Reforming the tax system
The PTI has taken the first steps towards tax reform. The first step is to separate revenue collection from tax policy formulation. The question is whether this will be significant enough to improve tax collection in the country. The decision is intended to take away policy formation powers form the Federal Board of Revenue, which will now only be responsible for tax administration and collection. The decision seems to mirror the larger shifts in governance advocated by international lenders. Similar moves to separate policy formulation and administration in the electricity and gas sectors has not worked well in terms of improving the actual operation of the sectors. A special committee will be formed to formulate a larger tax reform framework, which could mirror the government’s Economic Advisory Committee. Independent tax experts are expected to be put on board.
Would making the FBR an autonomous body be in line with the PTI manifesto improve tax collection? FBR reform is a crucial part of the PTI’s 100-day reforms agenda. PM Imran Khan in his first speech promised to start the reform process with the FBR. The change looks good on paper like most other tax reform proposals to have been implemented, but there has been little success apart from the indirect taxation proposals. Tax reform has been on the cards for the last four decades. Previous efforts have included the Qamarul Islam report in the 1980s, the Shahid Husain Task Force in the 1990s, and the decade-long Tax Administration Reform Project.

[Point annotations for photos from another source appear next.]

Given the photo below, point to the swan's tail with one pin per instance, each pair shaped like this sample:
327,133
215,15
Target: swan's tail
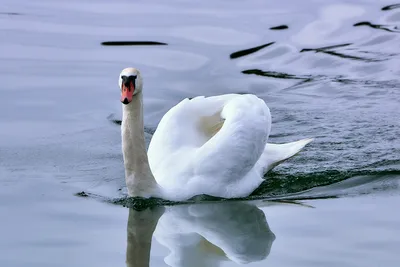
275,154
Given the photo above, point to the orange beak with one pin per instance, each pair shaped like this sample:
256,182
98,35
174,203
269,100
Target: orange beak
127,92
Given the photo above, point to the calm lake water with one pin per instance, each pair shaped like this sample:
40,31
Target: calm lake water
327,69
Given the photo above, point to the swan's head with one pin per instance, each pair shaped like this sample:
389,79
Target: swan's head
130,82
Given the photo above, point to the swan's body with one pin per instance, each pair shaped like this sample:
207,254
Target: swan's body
207,145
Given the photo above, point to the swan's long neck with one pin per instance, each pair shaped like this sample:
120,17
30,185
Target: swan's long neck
139,179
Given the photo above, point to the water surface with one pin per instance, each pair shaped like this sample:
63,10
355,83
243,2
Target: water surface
327,70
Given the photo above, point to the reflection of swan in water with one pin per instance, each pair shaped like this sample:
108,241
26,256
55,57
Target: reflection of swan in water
200,234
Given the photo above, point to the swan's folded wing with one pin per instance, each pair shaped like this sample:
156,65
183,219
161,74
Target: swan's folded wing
234,150
186,126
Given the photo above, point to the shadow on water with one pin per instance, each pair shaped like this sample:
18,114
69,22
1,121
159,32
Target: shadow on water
328,51
200,235
377,26
249,51
280,27
130,43
283,188
390,7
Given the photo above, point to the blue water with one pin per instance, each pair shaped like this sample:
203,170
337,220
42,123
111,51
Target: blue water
326,69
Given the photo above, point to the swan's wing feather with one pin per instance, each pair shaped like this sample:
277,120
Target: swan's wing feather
235,149
181,127
210,145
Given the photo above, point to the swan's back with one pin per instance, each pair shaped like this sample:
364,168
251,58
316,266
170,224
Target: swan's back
210,145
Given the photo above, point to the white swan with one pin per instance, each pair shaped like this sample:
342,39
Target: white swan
207,145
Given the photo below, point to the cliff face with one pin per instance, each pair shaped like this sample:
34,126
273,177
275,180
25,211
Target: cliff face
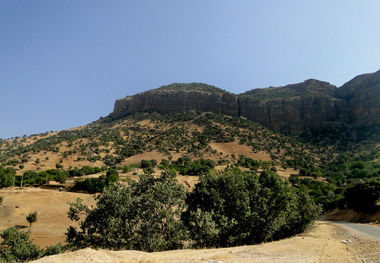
362,95
178,98
310,104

There has always been a problem in how tax issues in the country are diagnosed. The narrative is that tax reform involves getting rid of decades of failure to adapt on the part of the bureaucracy. The reality is different. The tax bureaucracy is known to have adjusted well to the changing nature and growing scale of the Pakistani economy in terms of its ability to enrich itself through corrupt practices. Governance and service delivery in Pakistan are not connected to taxation. If anything, the feeling exists that tax does not go into providing services to the taxpayer. One can separate tax collection from policymaking, but how does that repair the relationship between the state and the local taxpayer? When service delivery involves informally bribing a state official to get an electricity connection or to get roads repaired, then the money should go directly into the tax coffer. The FBR is showing that it is in action – but the 3,000 notices are nowhere near sufficient to improve tax collection in the country. It will be important to see what the overall idea of tax reform is under the current government. For now, we are seeing a piecemeal, rather than a holistic, approach.